Information on the International Sociological Association can be found here.
ISA World Congress of Sociology- ‘Mobility, Social Rights and Power"
On July 19, 2018, Professor Martin Seeleib-Kaiser (Eberhard Karls Universität Tübingen) gave a keynote lecture entitled 'Mobility, Social Rights and Power" at the RC19 Business Meeting at the ISA World Congress of Sociology in Toronto. In his talk, he showed that social rights are usually associated with long-term residence in a nation state. In times of increased mobility and migration the national welfare state is often perceived to be challenged; a general anxiety exists whereby comprehensive welfare states constitute ‘welfare magnets’. Thus, not only populists in affluent OECD countries advocate for benefits to be restricted and made conditional. Irrespective of these debates, newcomers historically have been, and often continue to be, excluded from access to the social safety net.

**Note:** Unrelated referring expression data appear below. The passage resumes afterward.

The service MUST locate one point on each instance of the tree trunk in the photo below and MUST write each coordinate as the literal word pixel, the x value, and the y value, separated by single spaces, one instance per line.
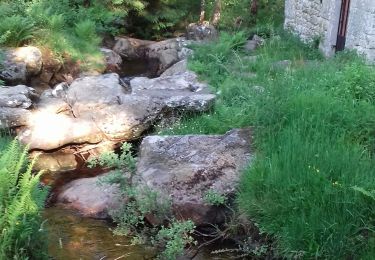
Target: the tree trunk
pixel 254 7
pixel 217 13
pixel 203 11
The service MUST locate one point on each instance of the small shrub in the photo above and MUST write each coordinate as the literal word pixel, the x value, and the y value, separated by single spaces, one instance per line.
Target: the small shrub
pixel 213 198
pixel 16 30
pixel 140 201
pixel 174 239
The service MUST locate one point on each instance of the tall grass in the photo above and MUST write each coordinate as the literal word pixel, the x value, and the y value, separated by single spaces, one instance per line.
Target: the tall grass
pixel 312 186
pixel 21 200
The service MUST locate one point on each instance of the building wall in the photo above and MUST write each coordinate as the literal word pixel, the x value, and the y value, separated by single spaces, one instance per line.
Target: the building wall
pixel 319 19
pixel 361 28
pixel 314 19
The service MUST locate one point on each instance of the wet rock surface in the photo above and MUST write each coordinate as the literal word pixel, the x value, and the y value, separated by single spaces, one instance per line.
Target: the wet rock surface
pixel 185 168
pixel 90 197
pixel 101 108
pixel 14 104
pixel 20 64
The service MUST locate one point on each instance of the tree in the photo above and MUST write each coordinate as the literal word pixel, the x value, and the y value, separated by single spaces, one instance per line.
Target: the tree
pixel 254 7
pixel 217 13
pixel 203 12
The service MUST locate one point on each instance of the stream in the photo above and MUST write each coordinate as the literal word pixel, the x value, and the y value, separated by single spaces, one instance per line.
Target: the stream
pixel 71 236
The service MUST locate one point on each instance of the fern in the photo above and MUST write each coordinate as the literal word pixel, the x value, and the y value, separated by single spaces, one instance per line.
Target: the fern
pixel 21 201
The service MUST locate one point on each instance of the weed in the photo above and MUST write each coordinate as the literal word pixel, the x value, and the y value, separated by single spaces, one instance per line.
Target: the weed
pixel 213 198
pixel 311 185
pixel 142 201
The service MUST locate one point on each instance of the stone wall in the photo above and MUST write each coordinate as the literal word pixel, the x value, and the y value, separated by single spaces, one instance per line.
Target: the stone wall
pixel 314 20
pixel 318 19
pixel 361 28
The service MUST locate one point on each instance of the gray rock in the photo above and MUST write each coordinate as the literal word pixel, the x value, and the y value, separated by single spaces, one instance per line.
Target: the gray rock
pixel 13 117
pixel 60 90
pixel 47 131
pixel 98 109
pixel 130 48
pixel 89 197
pixel 185 168
pixel 177 92
pixel 113 60
pixel 20 64
pixel 14 102
pixel 19 96
pixel 166 52
pixel 178 68
pixel 201 32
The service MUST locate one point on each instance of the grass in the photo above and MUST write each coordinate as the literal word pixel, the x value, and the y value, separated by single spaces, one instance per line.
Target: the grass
pixel 312 185
pixel 21 200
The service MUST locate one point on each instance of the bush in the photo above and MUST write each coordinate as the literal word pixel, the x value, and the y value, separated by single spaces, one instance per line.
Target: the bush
pixel 21 200
pixel 311 186
pixel 16 30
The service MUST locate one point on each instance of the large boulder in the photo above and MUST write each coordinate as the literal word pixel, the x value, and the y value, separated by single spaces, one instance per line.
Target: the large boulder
pixel 14 105
pixel 178 68
pixel 20 64
pixel 201 32
pixel 112 59
pixel 185 168
pixel 97 109
pixel 178 92
pixel 166 52
pixel 90 197
pixel 130 48
pixel 19 96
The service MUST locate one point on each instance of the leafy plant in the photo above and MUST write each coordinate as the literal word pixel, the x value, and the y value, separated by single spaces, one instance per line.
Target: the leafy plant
pixel 142 201
pixel 213 198
pixel 311 185
pixel 16 30
pixel 21 201
pixel 174 238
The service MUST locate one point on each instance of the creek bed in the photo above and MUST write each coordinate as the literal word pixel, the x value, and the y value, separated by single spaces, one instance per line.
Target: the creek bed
pixel 71 236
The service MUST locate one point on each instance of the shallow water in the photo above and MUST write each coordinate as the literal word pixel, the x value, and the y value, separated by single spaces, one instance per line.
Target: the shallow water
pixel 71 236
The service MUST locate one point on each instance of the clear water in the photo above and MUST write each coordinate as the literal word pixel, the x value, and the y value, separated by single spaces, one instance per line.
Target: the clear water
pixel 71 236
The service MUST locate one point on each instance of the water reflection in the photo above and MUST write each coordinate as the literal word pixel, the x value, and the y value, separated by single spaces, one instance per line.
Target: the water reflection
pixel 73 237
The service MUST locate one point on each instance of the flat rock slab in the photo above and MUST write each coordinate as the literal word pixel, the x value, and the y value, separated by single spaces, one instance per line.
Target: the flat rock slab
pixel 20 64
pixel 97 109
pixel 185 168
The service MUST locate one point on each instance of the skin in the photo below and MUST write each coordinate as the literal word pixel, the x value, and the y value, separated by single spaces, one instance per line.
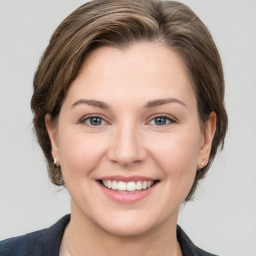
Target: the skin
pixel 129 141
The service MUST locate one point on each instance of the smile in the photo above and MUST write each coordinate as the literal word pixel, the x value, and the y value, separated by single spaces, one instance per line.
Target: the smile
pixel 131 186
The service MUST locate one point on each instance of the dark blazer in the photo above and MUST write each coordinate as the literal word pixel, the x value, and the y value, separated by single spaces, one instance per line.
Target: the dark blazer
pixel 46 242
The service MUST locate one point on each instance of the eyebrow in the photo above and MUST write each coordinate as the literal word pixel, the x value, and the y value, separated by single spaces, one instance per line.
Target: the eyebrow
pixel 95 103
pixel 150 104
pixel 159 102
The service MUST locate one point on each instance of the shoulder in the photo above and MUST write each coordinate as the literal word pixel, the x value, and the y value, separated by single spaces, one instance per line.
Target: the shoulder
pixel 42 242
pixel 187 246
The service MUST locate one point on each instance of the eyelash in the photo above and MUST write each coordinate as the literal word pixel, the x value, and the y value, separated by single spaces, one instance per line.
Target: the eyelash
pixel 167 117
pixel 90 117
pixel 154 117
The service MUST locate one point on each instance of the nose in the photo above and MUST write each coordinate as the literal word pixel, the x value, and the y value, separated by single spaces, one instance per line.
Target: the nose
pixel 127 146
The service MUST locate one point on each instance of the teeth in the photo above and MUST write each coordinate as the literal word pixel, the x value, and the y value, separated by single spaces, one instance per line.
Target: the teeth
pixel 127 186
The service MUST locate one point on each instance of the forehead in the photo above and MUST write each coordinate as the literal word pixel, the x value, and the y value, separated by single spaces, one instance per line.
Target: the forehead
pixel 142 71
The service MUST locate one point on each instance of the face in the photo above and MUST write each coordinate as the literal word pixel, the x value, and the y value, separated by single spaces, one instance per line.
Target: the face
pixel 128 138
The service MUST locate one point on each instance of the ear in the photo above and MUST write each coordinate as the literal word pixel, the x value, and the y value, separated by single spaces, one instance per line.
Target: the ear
pixel 206 143
pixel 51 126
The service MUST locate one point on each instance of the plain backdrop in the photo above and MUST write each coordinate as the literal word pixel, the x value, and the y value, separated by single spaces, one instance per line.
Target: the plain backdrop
pixel 222 219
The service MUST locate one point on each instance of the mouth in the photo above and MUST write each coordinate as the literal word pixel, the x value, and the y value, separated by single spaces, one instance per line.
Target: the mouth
pixel 127 187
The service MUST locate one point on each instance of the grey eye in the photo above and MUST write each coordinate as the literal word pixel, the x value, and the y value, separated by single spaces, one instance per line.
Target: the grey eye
pixel 94 121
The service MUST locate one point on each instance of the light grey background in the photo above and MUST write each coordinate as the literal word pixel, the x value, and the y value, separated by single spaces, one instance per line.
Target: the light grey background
pixel 222 219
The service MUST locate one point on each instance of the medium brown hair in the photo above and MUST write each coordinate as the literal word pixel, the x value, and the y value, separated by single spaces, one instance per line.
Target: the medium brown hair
pixel 121 23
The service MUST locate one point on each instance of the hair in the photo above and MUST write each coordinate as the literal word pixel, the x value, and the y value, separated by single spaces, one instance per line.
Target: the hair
pixel 121 23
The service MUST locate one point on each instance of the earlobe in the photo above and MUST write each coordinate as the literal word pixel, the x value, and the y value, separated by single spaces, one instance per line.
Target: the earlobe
pixel 209 131
pixel 51 127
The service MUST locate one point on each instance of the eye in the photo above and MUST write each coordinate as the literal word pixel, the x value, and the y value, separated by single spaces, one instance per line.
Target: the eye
pixel 93 121
pixel 161 120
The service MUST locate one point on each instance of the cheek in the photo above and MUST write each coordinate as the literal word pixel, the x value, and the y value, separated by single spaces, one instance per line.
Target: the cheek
pixel 177 154
pixel 79 154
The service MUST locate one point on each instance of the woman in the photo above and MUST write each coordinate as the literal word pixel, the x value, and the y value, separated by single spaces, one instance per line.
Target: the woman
pixel 129 110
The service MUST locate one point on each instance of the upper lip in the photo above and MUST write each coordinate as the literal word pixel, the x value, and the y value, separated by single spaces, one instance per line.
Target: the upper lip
pixel 126 178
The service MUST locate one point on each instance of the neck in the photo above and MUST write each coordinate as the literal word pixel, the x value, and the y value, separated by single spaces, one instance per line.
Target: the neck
pixel 83 237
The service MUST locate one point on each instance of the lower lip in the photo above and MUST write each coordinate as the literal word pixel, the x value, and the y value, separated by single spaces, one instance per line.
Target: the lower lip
pixel 127 197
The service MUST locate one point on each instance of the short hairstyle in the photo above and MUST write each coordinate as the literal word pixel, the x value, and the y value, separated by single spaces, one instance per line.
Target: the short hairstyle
pixel 121 23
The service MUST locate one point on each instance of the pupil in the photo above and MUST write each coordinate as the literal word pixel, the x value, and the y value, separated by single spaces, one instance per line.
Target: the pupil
pixel 95 121
pixel 160 120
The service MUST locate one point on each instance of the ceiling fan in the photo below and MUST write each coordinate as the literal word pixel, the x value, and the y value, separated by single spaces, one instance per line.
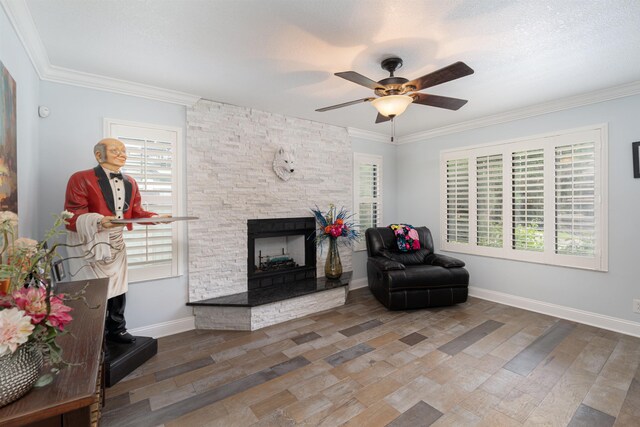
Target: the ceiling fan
pixel 396 93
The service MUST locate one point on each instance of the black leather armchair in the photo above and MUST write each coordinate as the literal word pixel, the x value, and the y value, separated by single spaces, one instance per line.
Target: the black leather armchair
pixel 418 279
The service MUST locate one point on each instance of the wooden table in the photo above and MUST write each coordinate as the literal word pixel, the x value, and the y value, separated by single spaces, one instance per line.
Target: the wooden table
pixel 68 399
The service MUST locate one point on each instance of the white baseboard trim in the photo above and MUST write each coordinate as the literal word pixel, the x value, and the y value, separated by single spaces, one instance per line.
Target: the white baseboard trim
pixel 588 318
pixel 164 329
pixel 358 283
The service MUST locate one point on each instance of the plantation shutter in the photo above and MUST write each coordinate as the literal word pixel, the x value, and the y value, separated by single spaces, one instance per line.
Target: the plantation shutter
pixel 527 171
pixel 457 195
pixel 575 199
pixel 150 164
pixel 368 191
pixel 151 161
pixel 540 199
pixel 489 200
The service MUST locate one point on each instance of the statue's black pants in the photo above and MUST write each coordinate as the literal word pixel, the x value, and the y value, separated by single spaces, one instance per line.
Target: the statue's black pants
pixel 115 322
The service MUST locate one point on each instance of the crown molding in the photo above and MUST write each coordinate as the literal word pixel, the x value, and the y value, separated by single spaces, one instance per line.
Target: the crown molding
pixel 369 135
pixel 94 81
pixel 22 21
pixel 602 95
pixel 20 17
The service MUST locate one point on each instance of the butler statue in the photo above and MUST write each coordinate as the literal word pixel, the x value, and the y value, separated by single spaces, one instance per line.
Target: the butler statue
pixel 97 197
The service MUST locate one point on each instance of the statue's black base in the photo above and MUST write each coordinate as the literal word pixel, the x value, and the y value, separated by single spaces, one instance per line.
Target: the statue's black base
pixel 122 359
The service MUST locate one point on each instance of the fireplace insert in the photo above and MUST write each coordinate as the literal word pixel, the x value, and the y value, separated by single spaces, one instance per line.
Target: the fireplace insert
pixel 280 251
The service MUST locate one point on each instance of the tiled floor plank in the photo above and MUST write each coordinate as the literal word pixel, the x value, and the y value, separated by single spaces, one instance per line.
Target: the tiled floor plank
pixel 477 364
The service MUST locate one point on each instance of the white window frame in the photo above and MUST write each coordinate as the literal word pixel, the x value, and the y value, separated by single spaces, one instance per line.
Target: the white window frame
pixel 596 133
pixel 113 128
pixel 360 159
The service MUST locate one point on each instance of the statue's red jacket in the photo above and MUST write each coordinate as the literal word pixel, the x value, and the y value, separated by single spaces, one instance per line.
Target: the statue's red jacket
pixel 89 191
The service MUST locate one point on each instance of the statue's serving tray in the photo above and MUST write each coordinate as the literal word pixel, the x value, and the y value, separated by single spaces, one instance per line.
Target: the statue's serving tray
pixel 154 220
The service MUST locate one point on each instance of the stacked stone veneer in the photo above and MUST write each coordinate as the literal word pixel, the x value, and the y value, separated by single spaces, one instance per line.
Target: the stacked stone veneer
pixel 230 179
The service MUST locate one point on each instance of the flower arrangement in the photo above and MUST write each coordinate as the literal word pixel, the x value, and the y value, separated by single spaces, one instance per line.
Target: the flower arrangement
pixel 30 312
pixel 333 224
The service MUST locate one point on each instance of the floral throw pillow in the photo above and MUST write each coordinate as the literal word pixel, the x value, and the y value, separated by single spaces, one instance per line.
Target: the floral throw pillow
pixel 406 236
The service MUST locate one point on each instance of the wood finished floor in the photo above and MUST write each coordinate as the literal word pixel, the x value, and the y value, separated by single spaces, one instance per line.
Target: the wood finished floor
pixel 478 363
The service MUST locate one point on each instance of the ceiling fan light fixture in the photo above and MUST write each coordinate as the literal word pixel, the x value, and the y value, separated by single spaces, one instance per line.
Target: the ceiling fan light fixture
pixel 392 105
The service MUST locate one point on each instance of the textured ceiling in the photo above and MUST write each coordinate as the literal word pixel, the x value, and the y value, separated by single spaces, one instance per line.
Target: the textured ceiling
pixel 280 55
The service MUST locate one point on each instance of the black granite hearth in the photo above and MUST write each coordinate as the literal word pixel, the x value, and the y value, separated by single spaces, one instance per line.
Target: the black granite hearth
pixel 268 295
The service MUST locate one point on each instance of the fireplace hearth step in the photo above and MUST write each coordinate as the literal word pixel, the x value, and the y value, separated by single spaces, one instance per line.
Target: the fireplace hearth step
pixel 258 308
pixel 271 294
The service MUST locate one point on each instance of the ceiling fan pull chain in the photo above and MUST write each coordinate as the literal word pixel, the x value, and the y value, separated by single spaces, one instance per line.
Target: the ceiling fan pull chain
pixel 393 129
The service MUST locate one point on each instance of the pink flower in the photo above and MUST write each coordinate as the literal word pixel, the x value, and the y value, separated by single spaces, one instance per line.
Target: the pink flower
pixel 33 301
pixel 59 316
pixel 15 329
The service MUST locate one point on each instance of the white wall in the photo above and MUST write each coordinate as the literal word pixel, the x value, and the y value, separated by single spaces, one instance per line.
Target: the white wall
pixel 15 59
pixel 607 294
pixel 389 199
pixel 66 143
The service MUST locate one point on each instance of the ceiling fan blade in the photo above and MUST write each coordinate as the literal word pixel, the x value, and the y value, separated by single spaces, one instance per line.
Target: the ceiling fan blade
pixel 443 75
pixel 438 101
pixel 358 78
pixel 382 118
pixel 345 104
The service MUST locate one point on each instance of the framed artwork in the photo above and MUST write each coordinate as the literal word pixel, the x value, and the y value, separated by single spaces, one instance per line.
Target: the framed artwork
pixel 8 143
pixel 635 146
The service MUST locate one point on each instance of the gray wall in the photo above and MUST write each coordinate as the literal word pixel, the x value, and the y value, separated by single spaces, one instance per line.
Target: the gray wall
pixel 66 143
pixel 606 293
pixel 16 61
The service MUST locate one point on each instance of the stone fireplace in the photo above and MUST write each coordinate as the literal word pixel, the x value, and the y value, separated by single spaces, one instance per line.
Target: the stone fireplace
pixel 231 183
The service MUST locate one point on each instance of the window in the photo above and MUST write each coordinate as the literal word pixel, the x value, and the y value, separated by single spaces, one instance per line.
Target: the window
pixel 367 190
pixel 152 251
pixel 538 200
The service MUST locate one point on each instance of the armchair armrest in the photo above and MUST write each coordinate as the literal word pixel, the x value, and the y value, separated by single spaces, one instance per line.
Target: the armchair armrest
pixel 385 264
pixel 443 261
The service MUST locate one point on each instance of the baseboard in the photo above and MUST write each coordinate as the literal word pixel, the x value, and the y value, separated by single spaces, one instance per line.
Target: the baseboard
pixel 358 283
pixel 164 329
pixel 588 318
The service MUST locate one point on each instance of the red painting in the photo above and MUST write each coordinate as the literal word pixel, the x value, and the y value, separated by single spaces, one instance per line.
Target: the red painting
pixel 8 143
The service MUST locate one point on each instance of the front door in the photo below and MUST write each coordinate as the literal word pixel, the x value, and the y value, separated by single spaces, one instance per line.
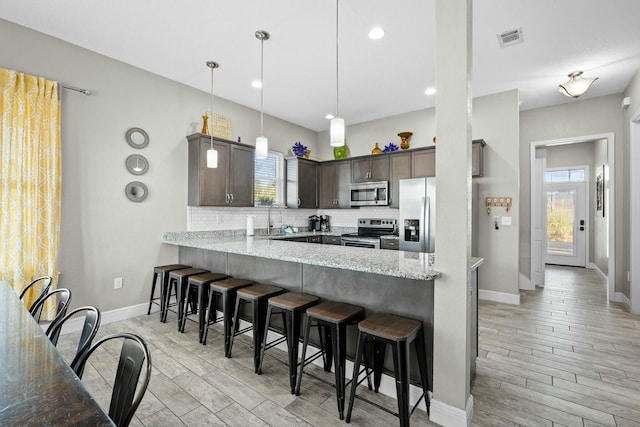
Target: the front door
pixel 566 235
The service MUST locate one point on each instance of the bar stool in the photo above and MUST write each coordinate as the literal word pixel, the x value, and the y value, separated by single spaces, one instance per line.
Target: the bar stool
pixel 179 278
pixel 257 295
pixel 291 305
pixel 335 317
pixel 197 287
pixel 227 290
pixel 162 272
pixel 389 329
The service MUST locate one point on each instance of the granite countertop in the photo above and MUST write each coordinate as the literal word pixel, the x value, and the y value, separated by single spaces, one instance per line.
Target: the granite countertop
pixel 410 265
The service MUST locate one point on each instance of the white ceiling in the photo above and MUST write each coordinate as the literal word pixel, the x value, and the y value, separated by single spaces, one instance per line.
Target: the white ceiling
pixel 379 78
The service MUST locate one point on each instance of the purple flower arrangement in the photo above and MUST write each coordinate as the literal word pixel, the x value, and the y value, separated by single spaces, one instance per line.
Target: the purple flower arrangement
pixel 390 147
pixel 299 149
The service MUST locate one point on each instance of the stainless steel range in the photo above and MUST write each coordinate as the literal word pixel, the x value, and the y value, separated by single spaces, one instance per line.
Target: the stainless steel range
pixel 369 232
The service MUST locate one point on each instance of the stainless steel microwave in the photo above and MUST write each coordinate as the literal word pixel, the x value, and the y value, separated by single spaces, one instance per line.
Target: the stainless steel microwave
pixel 370 194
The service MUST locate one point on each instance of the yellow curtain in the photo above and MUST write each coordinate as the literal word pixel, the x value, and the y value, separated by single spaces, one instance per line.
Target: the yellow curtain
pixel 30 172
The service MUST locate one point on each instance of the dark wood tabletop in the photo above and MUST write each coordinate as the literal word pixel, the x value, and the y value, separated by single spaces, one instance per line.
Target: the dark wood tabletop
pixel 37 387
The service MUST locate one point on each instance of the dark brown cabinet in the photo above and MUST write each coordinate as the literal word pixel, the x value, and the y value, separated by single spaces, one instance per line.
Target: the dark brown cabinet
pixel 373 168
pixel 230 184
pixel 335 178
pixel 400 168
pixel 302 183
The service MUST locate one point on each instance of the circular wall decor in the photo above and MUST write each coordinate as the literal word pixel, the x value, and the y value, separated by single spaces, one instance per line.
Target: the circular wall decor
pixel 137 138
pixel 136 191
pixel 137 164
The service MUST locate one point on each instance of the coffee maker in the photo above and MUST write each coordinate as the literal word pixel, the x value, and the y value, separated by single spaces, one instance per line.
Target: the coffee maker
pixel 324 223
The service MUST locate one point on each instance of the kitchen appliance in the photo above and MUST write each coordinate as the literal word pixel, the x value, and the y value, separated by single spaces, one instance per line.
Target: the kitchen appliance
pixel 314 223
pixel 370 194
pixel 325 225
pixel 417 214
pixel 369 232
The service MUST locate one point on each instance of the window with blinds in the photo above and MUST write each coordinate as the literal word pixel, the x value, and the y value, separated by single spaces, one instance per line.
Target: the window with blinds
pixel 269 180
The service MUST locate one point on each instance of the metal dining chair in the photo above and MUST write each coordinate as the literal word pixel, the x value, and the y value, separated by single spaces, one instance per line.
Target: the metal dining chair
pixel 64 298
pixel 89 329
pixel 134 354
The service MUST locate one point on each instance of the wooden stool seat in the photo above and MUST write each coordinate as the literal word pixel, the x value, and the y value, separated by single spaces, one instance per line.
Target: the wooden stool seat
pixel 180 277
pixel 335 312
pixel 161 271
pixel 390 327
pixel 227 290
pixel 291 305
pixel 399 332
pixel 201 283
pixel 333 317
pixel 258 295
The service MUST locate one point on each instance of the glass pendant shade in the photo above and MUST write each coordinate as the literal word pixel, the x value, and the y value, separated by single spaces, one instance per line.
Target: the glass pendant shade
pixel 262 147
pixel 212 158
pixel 577 85
pixel 336 132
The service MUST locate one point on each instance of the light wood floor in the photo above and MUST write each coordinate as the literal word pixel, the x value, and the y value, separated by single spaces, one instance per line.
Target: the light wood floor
pixel 565 356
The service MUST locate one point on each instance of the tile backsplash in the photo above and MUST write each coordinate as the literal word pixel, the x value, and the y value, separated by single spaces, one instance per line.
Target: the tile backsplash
pixel 223 218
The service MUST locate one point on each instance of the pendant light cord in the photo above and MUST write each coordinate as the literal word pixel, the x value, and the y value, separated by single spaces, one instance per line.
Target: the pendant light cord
pixel 261 86
pixel 337 78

Profesor Seeleib-Kaiser argued that the current political debates about migrants’ access to welfare are historically not unique, as freedom of movement and migration have also in the past been in tension with arrangements for the poor. Historically, Europeans also have used poor relief measures to support the emigration of poor people. Power has been and continues to be crucial in defining who can access welfare. Finally, he made the point that it is time to refocus our research to incorporate a more critical analysis of the relationship between migration and social policy.